4

I attached memory tests

I edited question

I benchmark ToArray and ToList method on IEnumerable<int>, and I looked pit from 530 to 800 thousand on the graphic. I pinned my benchmark code:

 [MarkdownExporter, AsciiDocExporter, HtmlExporter, CsvExporter, RPlotExporter, PlainExporter] [MemoryDiagnoser]
    public class IntBenchmarks
    {
        private IEnumerable<int> EnumerableInts;


        [Params(
            // 10000 ... 1000000
        )]
        public int _count;

        public IntBenchmarks()
        {
            EnumerableInts = GetEnumerableInts();
        }


        private IEnumerable<int> GetEnumerableInts()
        {
            for (var i = 0; i < _count; i++)
            {
                yield return 1;
            }
        }


        [Benchmark]
        public void ToArrayInt()
        {
            var r = EnumerableInts.ToArray();
        }


        [Benchmark]
        public void ToListInt()
        {
            var r = EnumerableInts.ToList();
        }

    }

Also, I know that memory allocates(there is the memory for a new array) when _count equals 530000. I'm very interested in why performance is better when the memory allocated. I have benchmarks for IEnumerable of class, struct, int string, only IEnumerable of int has such behavior


enter image description here

I checked it repeatedly

Memory tests: enter image description here

Evgeniy Terekhin
  • 596
  • 3
  • 10
  • .NET Framework or .NET Core? – Theodor Zoulias Jan 19 '20 at 10:41
  • I am surprised that `ToArray` is faster.

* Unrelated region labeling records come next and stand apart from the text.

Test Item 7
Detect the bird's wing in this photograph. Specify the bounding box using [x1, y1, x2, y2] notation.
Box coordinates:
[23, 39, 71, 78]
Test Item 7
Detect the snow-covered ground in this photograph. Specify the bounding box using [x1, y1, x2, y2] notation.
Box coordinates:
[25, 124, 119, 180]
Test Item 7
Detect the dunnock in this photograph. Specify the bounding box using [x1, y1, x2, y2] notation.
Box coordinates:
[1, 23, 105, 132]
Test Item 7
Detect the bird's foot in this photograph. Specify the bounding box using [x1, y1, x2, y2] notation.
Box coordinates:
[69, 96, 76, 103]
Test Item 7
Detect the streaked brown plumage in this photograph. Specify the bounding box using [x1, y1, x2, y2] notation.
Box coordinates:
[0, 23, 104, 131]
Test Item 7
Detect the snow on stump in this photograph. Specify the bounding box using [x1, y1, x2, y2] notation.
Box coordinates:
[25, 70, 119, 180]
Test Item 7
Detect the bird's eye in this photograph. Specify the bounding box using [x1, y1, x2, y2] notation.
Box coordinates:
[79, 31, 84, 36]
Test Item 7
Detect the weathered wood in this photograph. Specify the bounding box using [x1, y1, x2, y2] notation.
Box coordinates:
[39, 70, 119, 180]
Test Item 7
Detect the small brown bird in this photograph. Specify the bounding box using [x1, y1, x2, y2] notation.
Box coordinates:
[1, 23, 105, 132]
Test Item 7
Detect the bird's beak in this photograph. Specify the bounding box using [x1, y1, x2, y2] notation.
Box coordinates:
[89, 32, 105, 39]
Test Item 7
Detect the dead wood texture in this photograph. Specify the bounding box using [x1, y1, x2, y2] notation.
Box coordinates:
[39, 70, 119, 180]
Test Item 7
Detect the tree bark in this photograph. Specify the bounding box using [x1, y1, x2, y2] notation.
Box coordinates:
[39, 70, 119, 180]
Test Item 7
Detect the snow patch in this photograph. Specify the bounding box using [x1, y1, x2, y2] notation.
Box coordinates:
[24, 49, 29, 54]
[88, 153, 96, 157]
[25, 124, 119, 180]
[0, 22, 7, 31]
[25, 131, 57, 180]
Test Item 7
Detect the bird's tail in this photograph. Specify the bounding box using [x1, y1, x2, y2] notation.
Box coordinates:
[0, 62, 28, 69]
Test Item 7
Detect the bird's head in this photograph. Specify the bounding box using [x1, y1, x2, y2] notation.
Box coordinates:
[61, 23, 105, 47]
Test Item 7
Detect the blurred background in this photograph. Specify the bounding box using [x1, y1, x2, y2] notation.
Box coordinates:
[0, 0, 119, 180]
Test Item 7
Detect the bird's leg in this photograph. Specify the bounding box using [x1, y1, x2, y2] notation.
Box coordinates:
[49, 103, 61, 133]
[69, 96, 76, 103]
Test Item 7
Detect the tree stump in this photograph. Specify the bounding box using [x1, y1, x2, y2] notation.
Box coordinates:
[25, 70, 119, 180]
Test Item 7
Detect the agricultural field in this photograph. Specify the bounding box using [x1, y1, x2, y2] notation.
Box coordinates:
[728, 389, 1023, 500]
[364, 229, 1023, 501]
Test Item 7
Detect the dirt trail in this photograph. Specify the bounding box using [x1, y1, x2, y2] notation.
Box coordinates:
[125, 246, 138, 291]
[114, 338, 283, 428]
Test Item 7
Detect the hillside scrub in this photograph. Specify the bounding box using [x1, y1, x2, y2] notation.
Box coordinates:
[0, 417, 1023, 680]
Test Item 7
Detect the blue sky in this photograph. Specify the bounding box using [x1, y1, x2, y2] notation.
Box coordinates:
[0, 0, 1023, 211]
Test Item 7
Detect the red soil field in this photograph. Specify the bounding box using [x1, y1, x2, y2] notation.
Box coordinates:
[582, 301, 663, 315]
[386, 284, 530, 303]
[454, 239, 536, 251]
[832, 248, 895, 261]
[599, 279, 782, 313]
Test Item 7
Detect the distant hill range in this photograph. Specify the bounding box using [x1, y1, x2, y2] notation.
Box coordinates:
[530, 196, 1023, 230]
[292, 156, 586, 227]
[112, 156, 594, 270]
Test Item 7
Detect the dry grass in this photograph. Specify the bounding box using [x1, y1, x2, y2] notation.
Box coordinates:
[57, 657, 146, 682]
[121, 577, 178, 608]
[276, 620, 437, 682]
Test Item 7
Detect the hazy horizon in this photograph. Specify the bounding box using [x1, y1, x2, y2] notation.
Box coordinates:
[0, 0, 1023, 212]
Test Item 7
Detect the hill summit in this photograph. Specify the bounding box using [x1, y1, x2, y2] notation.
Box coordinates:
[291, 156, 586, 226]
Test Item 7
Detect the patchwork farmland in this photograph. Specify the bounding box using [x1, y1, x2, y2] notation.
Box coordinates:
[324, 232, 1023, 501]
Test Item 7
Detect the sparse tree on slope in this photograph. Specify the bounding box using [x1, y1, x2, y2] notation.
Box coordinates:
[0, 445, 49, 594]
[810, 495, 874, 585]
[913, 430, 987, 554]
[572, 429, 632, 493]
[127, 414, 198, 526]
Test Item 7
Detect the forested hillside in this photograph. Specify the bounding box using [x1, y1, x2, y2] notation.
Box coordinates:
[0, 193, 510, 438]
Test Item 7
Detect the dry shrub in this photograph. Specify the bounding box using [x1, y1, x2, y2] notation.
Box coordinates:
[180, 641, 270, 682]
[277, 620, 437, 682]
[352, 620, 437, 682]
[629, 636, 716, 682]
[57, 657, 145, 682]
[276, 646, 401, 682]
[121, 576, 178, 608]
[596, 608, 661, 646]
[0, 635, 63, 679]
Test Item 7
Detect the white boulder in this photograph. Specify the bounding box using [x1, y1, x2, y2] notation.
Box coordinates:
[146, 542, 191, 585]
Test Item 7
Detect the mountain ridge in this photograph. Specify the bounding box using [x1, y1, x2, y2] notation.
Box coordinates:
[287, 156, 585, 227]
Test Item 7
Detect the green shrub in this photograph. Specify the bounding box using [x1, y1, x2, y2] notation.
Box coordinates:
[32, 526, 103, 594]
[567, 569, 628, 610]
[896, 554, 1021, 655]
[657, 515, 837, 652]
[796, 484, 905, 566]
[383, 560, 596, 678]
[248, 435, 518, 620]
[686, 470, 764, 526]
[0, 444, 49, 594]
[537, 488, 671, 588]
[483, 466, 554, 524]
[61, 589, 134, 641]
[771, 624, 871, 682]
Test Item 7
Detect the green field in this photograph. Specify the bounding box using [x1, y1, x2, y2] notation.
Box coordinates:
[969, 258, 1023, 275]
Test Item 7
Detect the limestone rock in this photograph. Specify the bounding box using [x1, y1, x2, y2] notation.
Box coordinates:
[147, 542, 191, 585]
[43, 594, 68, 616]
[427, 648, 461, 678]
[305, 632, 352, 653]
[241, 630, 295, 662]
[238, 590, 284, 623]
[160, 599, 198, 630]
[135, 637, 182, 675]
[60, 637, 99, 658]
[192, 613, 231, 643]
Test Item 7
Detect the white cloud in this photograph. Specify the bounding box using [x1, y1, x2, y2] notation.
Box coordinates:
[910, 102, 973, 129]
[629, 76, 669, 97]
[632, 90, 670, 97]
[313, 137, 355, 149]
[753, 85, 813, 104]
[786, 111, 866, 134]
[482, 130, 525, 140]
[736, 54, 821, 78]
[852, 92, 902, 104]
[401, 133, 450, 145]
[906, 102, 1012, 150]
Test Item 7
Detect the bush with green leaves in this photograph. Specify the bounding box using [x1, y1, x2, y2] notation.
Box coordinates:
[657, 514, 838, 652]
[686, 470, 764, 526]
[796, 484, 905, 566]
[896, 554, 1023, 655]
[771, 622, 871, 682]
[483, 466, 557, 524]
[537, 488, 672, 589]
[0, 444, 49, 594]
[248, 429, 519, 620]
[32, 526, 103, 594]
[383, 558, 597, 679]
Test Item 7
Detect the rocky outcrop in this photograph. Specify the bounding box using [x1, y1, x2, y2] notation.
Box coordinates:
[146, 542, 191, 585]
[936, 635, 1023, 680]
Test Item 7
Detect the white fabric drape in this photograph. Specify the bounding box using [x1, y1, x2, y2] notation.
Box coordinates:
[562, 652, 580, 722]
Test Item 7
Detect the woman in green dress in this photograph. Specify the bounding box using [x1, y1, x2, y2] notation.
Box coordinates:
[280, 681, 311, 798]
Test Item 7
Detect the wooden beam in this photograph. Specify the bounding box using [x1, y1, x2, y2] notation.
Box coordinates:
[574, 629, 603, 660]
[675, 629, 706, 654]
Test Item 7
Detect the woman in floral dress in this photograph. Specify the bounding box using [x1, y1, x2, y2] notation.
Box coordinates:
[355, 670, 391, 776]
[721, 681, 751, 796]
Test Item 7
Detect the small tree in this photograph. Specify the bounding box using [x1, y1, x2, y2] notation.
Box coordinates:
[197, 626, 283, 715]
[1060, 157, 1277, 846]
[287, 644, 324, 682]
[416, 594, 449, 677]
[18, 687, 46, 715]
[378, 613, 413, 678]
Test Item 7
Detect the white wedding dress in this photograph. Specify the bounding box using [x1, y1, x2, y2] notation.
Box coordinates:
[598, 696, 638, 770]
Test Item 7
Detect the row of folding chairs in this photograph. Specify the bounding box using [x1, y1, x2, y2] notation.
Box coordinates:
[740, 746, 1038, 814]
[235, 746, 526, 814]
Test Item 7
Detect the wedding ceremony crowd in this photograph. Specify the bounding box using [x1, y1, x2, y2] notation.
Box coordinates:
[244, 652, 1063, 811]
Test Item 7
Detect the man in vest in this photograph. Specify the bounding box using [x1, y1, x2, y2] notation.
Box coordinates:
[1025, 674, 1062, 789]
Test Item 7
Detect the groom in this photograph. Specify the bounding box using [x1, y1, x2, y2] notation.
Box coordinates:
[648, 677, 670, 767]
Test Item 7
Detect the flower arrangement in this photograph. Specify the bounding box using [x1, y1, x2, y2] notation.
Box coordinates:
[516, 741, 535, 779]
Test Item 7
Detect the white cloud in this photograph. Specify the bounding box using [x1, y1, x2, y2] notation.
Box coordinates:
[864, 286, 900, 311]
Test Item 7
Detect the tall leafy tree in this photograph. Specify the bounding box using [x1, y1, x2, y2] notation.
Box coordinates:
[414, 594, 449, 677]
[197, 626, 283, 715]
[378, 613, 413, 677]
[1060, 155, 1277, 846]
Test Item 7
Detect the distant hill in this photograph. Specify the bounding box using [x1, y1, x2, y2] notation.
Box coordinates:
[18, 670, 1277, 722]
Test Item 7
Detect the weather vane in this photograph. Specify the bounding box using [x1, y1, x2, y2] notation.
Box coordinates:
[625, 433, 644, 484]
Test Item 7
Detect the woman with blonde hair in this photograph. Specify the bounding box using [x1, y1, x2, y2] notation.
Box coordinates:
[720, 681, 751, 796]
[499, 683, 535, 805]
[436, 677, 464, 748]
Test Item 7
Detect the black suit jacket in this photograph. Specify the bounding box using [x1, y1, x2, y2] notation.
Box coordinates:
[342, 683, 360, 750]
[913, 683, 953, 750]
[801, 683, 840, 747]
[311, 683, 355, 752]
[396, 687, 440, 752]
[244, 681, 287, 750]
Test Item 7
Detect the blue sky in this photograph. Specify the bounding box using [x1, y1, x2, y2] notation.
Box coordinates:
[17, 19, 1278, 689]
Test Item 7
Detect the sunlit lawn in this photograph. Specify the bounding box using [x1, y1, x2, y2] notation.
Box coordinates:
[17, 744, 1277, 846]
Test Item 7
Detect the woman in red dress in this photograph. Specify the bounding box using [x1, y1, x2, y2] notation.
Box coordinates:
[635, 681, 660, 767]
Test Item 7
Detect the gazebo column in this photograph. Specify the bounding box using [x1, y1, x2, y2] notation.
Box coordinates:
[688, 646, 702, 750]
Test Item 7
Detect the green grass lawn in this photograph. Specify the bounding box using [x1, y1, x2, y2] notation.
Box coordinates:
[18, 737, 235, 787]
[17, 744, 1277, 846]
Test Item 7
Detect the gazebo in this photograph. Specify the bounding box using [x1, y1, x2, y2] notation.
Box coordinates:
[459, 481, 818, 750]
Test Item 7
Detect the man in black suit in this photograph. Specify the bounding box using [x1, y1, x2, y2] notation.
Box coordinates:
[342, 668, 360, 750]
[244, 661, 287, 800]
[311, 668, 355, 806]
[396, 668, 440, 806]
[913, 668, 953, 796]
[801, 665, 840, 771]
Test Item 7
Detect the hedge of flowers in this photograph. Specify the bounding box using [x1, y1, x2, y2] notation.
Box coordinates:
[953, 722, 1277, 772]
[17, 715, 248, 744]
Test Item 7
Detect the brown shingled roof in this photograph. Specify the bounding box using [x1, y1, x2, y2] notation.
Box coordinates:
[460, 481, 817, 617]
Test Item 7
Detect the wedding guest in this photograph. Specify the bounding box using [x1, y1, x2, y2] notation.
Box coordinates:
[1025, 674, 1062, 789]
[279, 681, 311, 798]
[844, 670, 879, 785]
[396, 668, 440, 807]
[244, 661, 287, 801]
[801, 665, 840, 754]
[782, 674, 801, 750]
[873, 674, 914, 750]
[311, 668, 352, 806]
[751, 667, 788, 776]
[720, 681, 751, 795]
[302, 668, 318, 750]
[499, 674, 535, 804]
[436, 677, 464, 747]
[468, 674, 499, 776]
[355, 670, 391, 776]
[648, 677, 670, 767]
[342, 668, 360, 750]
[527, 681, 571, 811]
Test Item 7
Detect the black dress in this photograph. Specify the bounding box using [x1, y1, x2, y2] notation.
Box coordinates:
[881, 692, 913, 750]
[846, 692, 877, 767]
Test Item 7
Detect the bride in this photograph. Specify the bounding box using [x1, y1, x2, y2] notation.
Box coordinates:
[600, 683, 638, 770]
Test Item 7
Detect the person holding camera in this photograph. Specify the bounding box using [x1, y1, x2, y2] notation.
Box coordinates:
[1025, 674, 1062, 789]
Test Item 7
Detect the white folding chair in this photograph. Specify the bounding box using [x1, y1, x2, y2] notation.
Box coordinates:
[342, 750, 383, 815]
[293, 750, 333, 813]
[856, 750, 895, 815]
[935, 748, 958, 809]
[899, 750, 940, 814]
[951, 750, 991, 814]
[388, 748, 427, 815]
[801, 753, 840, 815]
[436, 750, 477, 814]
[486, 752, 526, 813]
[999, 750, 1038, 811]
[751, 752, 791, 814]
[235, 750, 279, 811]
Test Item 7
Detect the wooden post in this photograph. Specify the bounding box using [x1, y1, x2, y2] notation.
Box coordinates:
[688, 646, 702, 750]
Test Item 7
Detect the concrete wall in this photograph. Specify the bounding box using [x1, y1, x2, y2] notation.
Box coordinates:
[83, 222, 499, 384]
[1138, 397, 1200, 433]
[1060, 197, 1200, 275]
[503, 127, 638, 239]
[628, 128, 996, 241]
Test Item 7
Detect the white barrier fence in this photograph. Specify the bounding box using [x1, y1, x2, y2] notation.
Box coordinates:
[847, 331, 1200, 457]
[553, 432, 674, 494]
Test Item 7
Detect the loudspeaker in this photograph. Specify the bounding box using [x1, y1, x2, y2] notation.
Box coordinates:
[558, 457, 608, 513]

I would bet that `ToList` would be faster because it involves less steps. ([Is it better to call ToList() or ToArray() in LINQ queries?](https://stackoverflow.com/questions/1105990/is-it-better-to-call-tolist-or-toarray-in-linq-queries)). Did you tested it on .NET Framework too? – Theodor Zoulias Jan 19 '20 at 10:47
  • The implementations ```ToList``` are different in .net core and .net framework. I didn't test it on .net framework, but I know that ```ToList``` is better there, because of ```ToArray``` method call ```ToList``` internally. But .net core developers rewrote ```ToArray``` and it's faster now. @TheodorZoulias – Evgeniy Terekhin Jan 19 '20 at 10:57
  • I can see that there are also smaller pits starting at 130,000 and 260,000 items. It seems that the pits are following the resize pattern of the internal buffer (it is doubled in size when it becomes full). – Theodor Zoulias Jan 19 '20 at 12:29
  • Yes, I agree, but I can't understand why? This is JIT trick maybe@TheodorZoulias – Evgeniy Terekhin Jan 19 '20 at 12:40
  • "The Art of Performance Measuring", the book of this [Benchmark] creator, is describing this 'List.Add' in the Pitfalls section. https://books.google.com/books?id=IXCfDwAAQBAJ&pg=PA59&lpg=PA59&dq=array.maxarraylength&source=bl&ots=P6WVcXmAQu&sig=ACfU3U1DH9PY4sAjYQEOTvlQaalzcF1UtA&hl=de&sa=X&redir_esc=y#v=onepage&q=array.maxarraylength&f=false – Holger Jan 19 '20 at 14:05
  • In .NET Core there is a specific optimization for enumerables created with `Enumerable.Range`. There is an internal class [`RangeIterator`](https://source.dot.net/System.Linq/System/Linq/Range.SpeedOpt.cs.html) that knows how to create arrays and lists as fast as possible. I have no idea what causes the pit though. It seems that there is a non-linear correlation between the size of the array and the time needed to allocate and initialize it. Larger arrays are allocated faster than smaller arrays, sometimes. – Theodor Zoulias Jan 19 '20 at 16:44
  • Could you provide an example when allocation larger arrays are faster than smaller, please?@TheodorZoulias – Evgeniy Terekhin Jan 20 '20 at 03:51

2 Answers2

1

The number of items in EnumerableInts is unknown. It's just an enumerable with an arbitrary number of items. Thus, when you call ToArray() the runtime must allocate an array with unknown size. Then it starts copying items from the enumerator. Once the array length has been reached, it will re-allocate a new array with twice the length. See EnumerableHelpers.cs(76)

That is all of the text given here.